We are expected to be caseworkers, policymakers, community leaders, communicators—and to complete a steady stream of mandatory training, much of it mind-numbing. Meanwhile, the relationships that councillors have with council officers are complicated. The best councils run on genuine partnership and goodwill. But too often there is mutual distrust between staffers and elected representatives, much like the tensions between Whitehall and Westminster. Councillors can be dismissive of officers, and offensively so. Officers, for their part, have their own repertoire: deflection, feigned ignorance, foot-dragging. Many reading this will recognise it.
All the while, private companies circle. They see councillors as access points to a local authority, sometimes trying to bypass council officials with the aid of glossy pitches and vague promises. Occasionally there is the lure of a free dinner. On a councillor’s allowance, even that can feel tempting—though sadly I am too inconsequential to be offered one. (And, for the record, of course I would never accept such an offer).
Expectations shift and grow. Under Awaab’s Law (2025), for instance, councils are required to investigate serious damp and mould complaints in social housing within 24 hours. The long-overdue legislation was introduced following the tragic death of Awaab Ishak, a two-year-old who had been exposed to mould in his home. Given what’s at stake, councillors worry that they will be legally or personally liable for not responding to their emails in time.
And councillors often lack the power to resolve an issue themselves. They rely on council officers who may not respond to calls, texts or emails. Do residents understand how little formal authority councillors actually have? We advocate, chase and escalate, but we do not control most of the systems we are held accountable for.
At the same time, my colleagues and I like to joke about how councillors-turned-MPs develop amnesia when it comes to what local authorities can and cannot do, placing expectations on us that they know we cannot deliver. We sympathise when it comes to the workload of MPs, but we do bristle at the fact that they have a cadre of enthusiastic officials to support them, not to mention a generous salary.
At local level, public discourse is becoming more toxic—not just on doorsteps, but in the surgeries set up to help residents with casework, and during public committees. Residents are most vocal at planning committees. Last December in Kent, masked assailants threw eggs at councillors. In another example, one councillor returned home to find a swastika sprayed on their house after a debate about immigration.

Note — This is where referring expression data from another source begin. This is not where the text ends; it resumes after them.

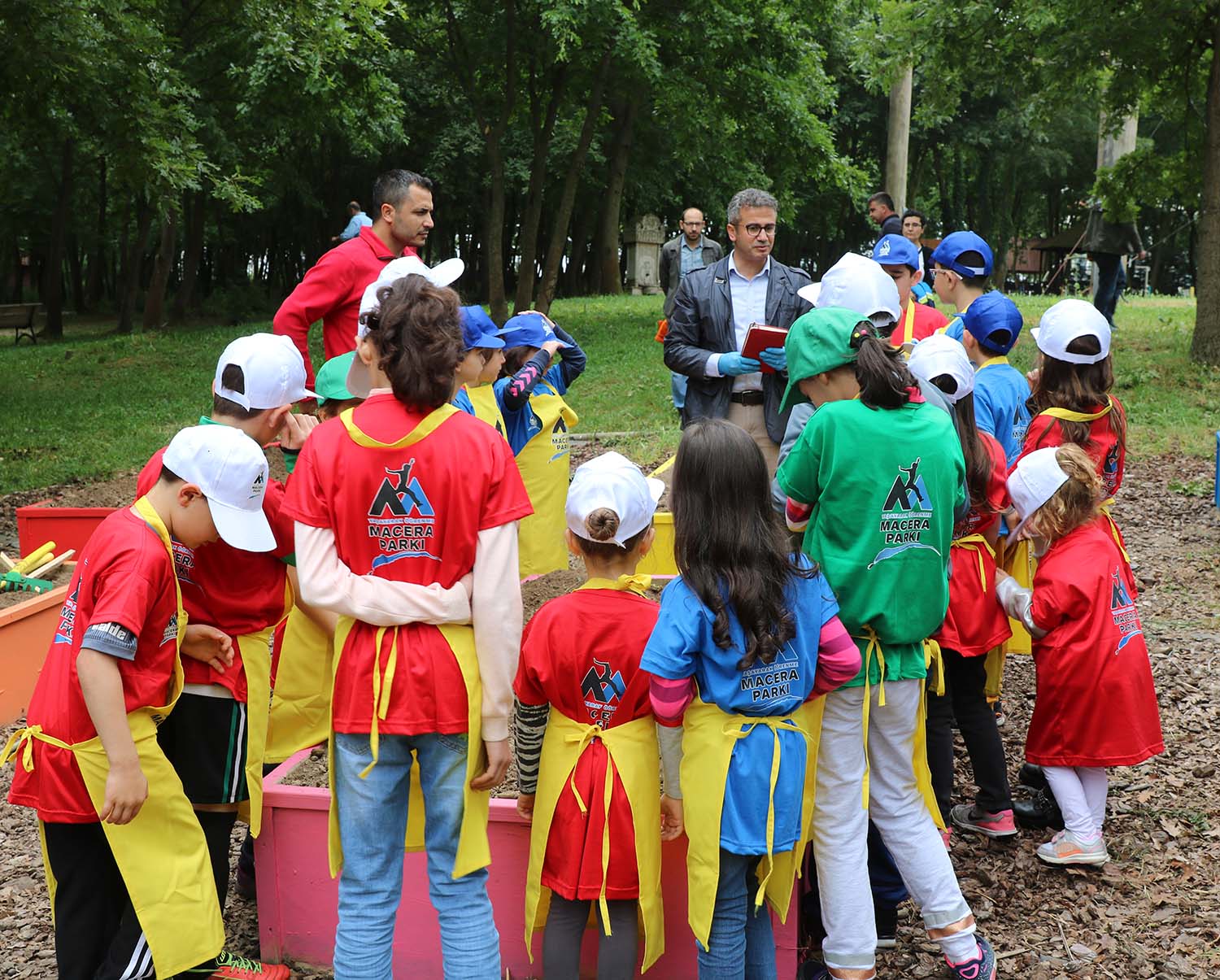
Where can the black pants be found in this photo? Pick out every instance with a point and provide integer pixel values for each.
(965, 679)
(97, 933)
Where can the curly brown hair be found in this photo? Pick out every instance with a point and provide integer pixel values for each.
(417, 332)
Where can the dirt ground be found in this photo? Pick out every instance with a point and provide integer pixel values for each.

Meanwhile, the government has chosen to malign councillors—boasting that there will be fewer of us once local government reorganisation is complete in 2028. We are an efficiency to be realised. But the government has conceded it did not carry out its own cost-benefit analysis of the plans to combine various councils into single authorities. Shall we do away with some of our MPs while we’re at it?
Forgive me, a beleaguered councillor who is now standing down after years of public service, for not being more graceful, but the role can weigh heavy. I will, however, finish this ode to local government with a fond memory. There is nothing more satisfying than when you are able to support the constituents you serve. An elderly woman once visited my surgery and explained that her council-owned flat was in disrepair. The council was “decanting” the properties on her estate to make way for new homes, meaning that it wasn’t investing in maintaining properties that would soon be knocked down. In the meantime, however, the woman’s windows had been screwed shut—literally—by council officers, for reasons that remained unclear to her, but which resulted in a safety risk, and of course the inability to let in fresh air. Seeing the pleasure on her face after I chased the council to get this fixed was exactly the kind of thing that has made being a councillor worth the unsociable hours, low pay and periodic abuse. All the difficulties aside, I will miss it.